Base class for all OLM learning rate schedulers.

This class extends PyTorch’s _LRScheduler and provides a consistent interface for implementing custom learning rate schedules. All OLM schedulers should inherit from this class to maintain uniformity.

Subclasses must implement: : - get_lr(): Compute the learning rate for the current step - _get_closed_form_lr() (optional): Closed-form solution for efficiency

  • Parameters:
  • optimizer – Wrapped PyTorch optimizer.
  • last_epoch – The index of the last epoch (default: -1).
  • verbose – If True, prints a message to stdout for each update (default: False).

Example

>>> class MyScheduler(SchedulerBase):
...     def __init__(self, optimizer, param, last_epoch=-1):
...         self.param = param
...         super().__init__(optimizer, last_epoch)
...
...     def get_lr(self):
...         # Custom logic here
...         return [base_lr * self.param for base_lr in self.base_lrs]

get_last_lr() → List[float]

Return last computed learning rate by current scheduler.

  • Returns: List of last computed learning rates.

abstractmethod get_lr() → List[float]

Compute learning rate for each parameter group.

This method must be implemented by subclasses to define the learning rate schedule logic.

  • Returns: List of learning rates, one per parameter group.

load_state_dict(state_dict)

Load the scheduler state from a checkpoint.

  • Parameters: state_dict – Scheduler state returned by state_dict().

state_dict()

Returns the state of the scheduler as a dict.

Contains all non-callable attributes that are specific to the scheduler and required for checkpointing.

class olm.train.schedulers.warmup.WarmupCosineScheduler(*args: Any, **kwargs: Any)

Bases: SchedulerBase

Combined warmup and cosine annealing scheduler.

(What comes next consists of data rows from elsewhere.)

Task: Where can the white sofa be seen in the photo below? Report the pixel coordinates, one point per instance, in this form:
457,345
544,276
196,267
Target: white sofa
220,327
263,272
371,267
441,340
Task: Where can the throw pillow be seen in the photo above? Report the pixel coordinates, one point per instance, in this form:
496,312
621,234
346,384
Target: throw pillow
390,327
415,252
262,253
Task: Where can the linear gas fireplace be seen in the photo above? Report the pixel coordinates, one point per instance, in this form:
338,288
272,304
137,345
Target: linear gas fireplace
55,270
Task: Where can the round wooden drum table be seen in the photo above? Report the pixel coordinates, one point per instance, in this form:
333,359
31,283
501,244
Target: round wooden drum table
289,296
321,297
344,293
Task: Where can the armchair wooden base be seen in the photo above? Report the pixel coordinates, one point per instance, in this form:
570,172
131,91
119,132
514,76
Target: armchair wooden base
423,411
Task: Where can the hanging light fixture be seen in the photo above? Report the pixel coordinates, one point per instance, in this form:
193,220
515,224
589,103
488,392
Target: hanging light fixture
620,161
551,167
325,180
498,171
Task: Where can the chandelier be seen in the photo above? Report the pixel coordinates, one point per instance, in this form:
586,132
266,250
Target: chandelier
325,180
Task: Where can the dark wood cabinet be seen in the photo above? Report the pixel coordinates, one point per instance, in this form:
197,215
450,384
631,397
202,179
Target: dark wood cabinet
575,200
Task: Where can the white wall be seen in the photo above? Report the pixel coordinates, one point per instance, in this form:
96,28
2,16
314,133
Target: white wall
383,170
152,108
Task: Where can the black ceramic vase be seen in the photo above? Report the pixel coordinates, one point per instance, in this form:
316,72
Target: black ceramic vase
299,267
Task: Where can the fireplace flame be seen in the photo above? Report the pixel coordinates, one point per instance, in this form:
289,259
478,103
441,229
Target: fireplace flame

Linearly warms up the learning rate from 0 to base_lr over warmup_steps, then applies cosine annealing decay to min_lr over the remaining steps.

  • Parameters:
  • optimizer – Wrapped optimizer.
  • warmup_steps – Number of warmup steps.
  • total_steps – Total number of training steps.
  • min_lr – Minimum learning rate after decay (default: 0).
  • last_epoch – The index of last epoch (default: -1).

Example

>>> from olm.train.schedulers import WarmupCosineScheduler
>>> scheduler = WarmupCosineScheduler(
...     optimizer,
...     warmup_steps=1000,
...     total_steps=10000,
...     min_lr=1e-6
... )
>>> for step in range(total_steps):
...     train(...)
...     scheduler.step()

get_lr()

Compute learning rate with warmup and cosine decay.

class olm.train.schedulers.warmup.WarmupLR(*args: Any, **kwargs: Any)

Bases: SchedulerBase

Learning rate warmup scheduler.

Linearly increases the learning rate from 0 to the base learning rate over warmup_steps.

  • Parameters:
  • optimizer – Wrapped optimizer.
  • warmup_steps – Number of warmup steps.
  • start_lr – Initial learning rate (default: 0).
  • last_epoch – The index of last epoch (default: -1).

Example

>>> from olm.train.schedulers import WarmupLR
>>> scheduler = WarmupLR(optimizer, warmup_steps=1000)
>>> for step in range(warmup_steps):
...     train(...)
...     scheduler.step()

get_lr()

Compute learning rate during warmup.